September 7, 2024

Landowners near airport challenge eminent domain seizure

The owners of 30 acres of land seized two years ago by Clark County through eminent domain to clear a glide path for a new McCarran Airport runway are asking a District Court judge today for return of their property.

The owners allege in court documents that Clark County listed health and safety reasons for taking the land on Tropicana Avenue, but now is proposing to turn the land over to the J.A. Tiberti Co. for development into a hotel and golf course.

Once a judge determines the value of the land, which the owners had been using for a mobile home park, the change of ownership would actually take place.

Attorney Terry Coffing, representing the landowners, says in court documents that the price should be based on the land's value as a potential site for a hotel-casino. In its eminent domain proceedings, the county has been arguing that the price should be based on the assumption that the land is "not suitable for any significant development."

Sources say the county's appraisal is about $11 million while the owners see the value at about $25 million.

"What was once a fairly typical eminent domain case has now effectively become a redevelopment plan that benefits a private party," Coffing said.

The law, he argues, requires that property owners be given the first chance to develop the land in a manner compatible with Federal Aviation Administration safety requirements.

The county has said the condemnation of the land ago was necessitated by the addition of Runway 19, which would have resulted in airplanes flying directly over the mobile homes.

Coffing noted that the owners never disagreed with the safety measure.

Neither is there a dispute that FAA guidelines permit a golf course complex as an acceptable use for the land. A golf driving range already sits on an adjacent piece of property that was condemned several years ago because of McCarran's expansion at that time.

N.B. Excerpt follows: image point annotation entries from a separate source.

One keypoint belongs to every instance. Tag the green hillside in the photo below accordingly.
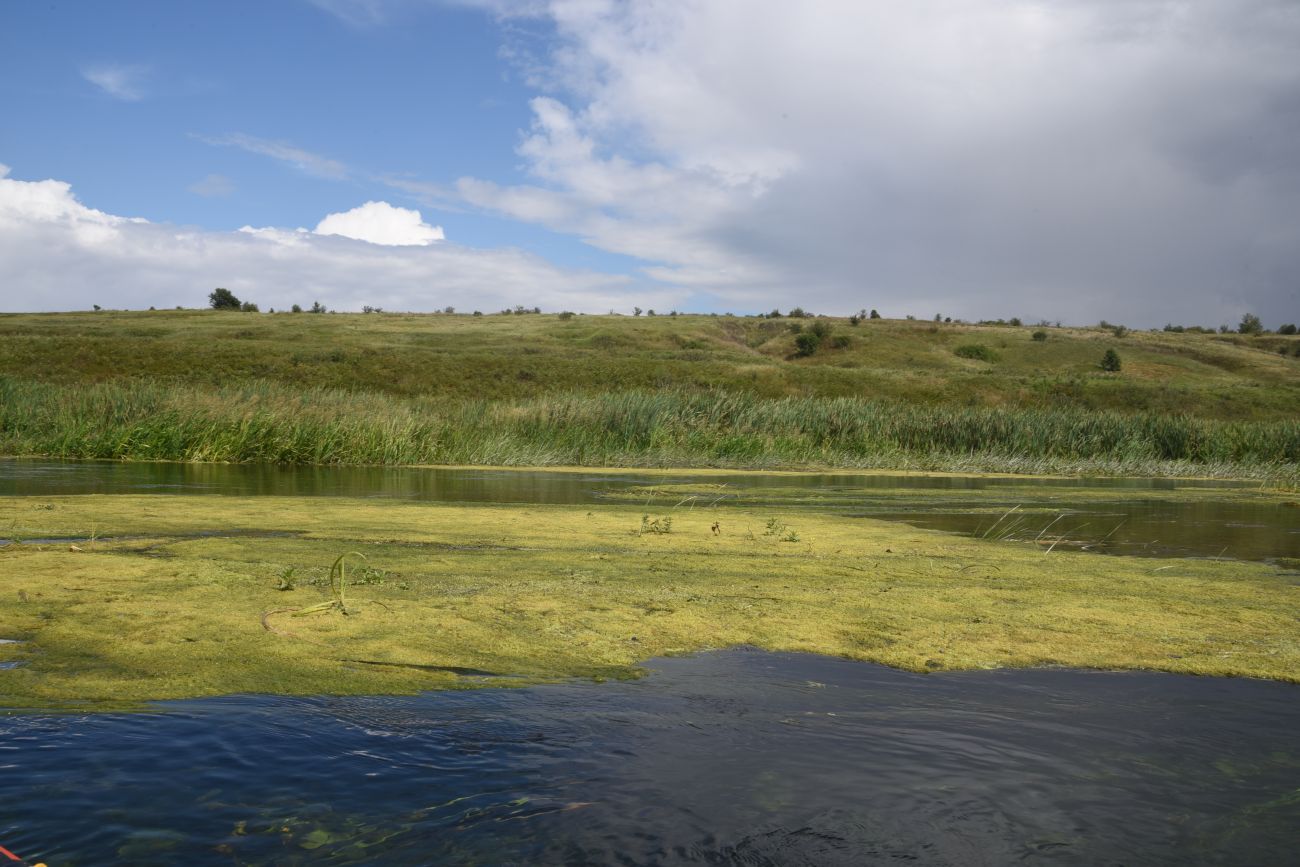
(646, 391)
(1210, 376)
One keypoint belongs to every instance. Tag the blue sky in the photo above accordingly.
(420, 95)
(1062, 160)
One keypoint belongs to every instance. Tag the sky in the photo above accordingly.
(1060, 160)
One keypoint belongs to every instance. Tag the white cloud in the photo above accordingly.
(980, 157)
(57, 254)
(304, 161)
(118, 81)
(380, 222)
(213, 186)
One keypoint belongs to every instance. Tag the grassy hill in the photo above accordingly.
(1212, 399)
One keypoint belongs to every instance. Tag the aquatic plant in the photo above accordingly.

But the property owners argue that the county is spending millions to take the land rather than giving them the opportunity to redevelop it themselves or deal directly with developers.

Coffing has charged that the county is "doing indirectly what the law forbids it to do directly ... cloaking an impermissible redevelopment in the guise of public use."

The property owners include former State Republican Party Chairperson Marilyn Gubler, Joseph and Margaret Loveless, and the heirs of Las Vegas pioneer businessman Maxwell Kelch. They have also have charged in court documents that the county misled the owners in an attempt to illegally obtain the land at bargain prices.

Property owners didn't challenge the condemnation because it was believed at the time that the seizure served a public purpose, although litigation continues on the value of the property, according to Coffing.

The owners didn't learn about the hotel and golf course plan until reading newspaper reports of a Feb. 3 County Commission hearing giving the director of aviation the go-ahead to deal with Tiberti Co.

"The county's present actions are not eminent domain but rather an impermissible redevelopment that can only benefit the private parties who have curried favor with McCarran Airport and the Clark County commissioners," Coffing contends in court documents.

He said he will ask District Judge Sally Loehrer to determine if the seizure of the land to be redeveloped as a golf course complex is justified by any public necessity.

Coffing noted that the county currently is developing a mobile home park to relocate the residents of the Las Vegas and Treasure Lodge mobile home parks.

"This action certainly could have been accomplished without the filing of an eminent domain proceeding," and divesting the owners of their land, the attorney stated in court documents.